Hormazd Narielwalla’s latest work mines a seam of precious material hidden between the pages of Le Petit Echo de la Mode. Published in Paris between 1897 and 1983 Le Petit Echo de la Mode was a popular domestic fashion and lifestyle magazine. Within it, loose and often discarded, Narielwalla plucks a streak of radical abstraction.
The magazine contains tailoring patterns that, for efficiency’s sake, layer the life-sized templates of entire garments onto a single sheet of paper. Each facet of the garment is encoded in an intricate web of lines, dots and numbers, and challenges us to view this sheet not as a means to an end but as an end in itself. Shattering the female form into precise overlapping facets flattened not as views of a subject but as the object itself. Narielwalla makes the radical potential loose in Le Petit Echo de la Mode real.
He cuts delicate sheets of coloured paper with the pride of a mother. The sheet of paper instructs the housewife, and the artist, to make itself. Predating Futurism and prefiguring Cubism these Le Petit Echo de la Mode abstracted the female subject to a degree more radical and precise than the highest aspirations of the 1912 manifetso Du “Cubisme”. Narielwalla discovers once discarded but now groundbreaking artworks that were begging to become real and loved.
Narielwalla is a collage maker working with tailoring patterns as raw source materials. His practice began in the workrooms of Savile Row tailors Dege & Skinner when he discovered they would discard sets of bespoke suit patterns upon death of their customers. They had no use without the individual body. This prompted him to produce an artist book Dead Man’s Patterns (2008) which, was acquired by 25 institutions around UK and America including the Rare British Modern Collection at the British Library, National Art Library and the Fashion Institute of Technology, New York. The book got the attention of Sir Paul Smith who sponsored Narielwalla’s first solo show Study on Anansi (2009) where he combined the patterns with western Africa folklore tales.

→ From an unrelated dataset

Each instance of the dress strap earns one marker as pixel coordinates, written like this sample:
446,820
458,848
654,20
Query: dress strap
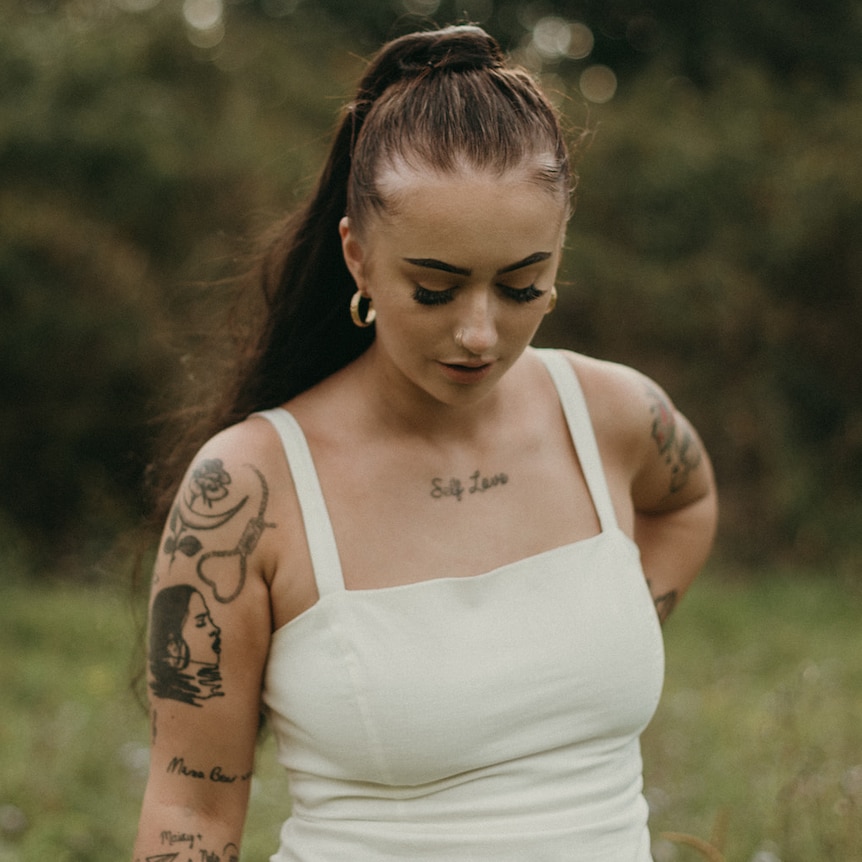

In 2011 Benefactum Publishers, published his second book The Savile Row Cutter – the tailoring biography of master tailor Michael Skinner. Since then he has exhibited in other galleries-stores in London, Melbourne, Stockholm, Athens and the eminent Scope Art Fair in New York. Narielwalla was also commissioned by the Crafts Council, England to exhibit in their national touring exhibition Block Party (2011) and participate in the Project Space at Collect 2013, the international art fair for the contemporary object hosted at the Saatchi Gallery. Saatchi online magazine announced him as One-to-Watch.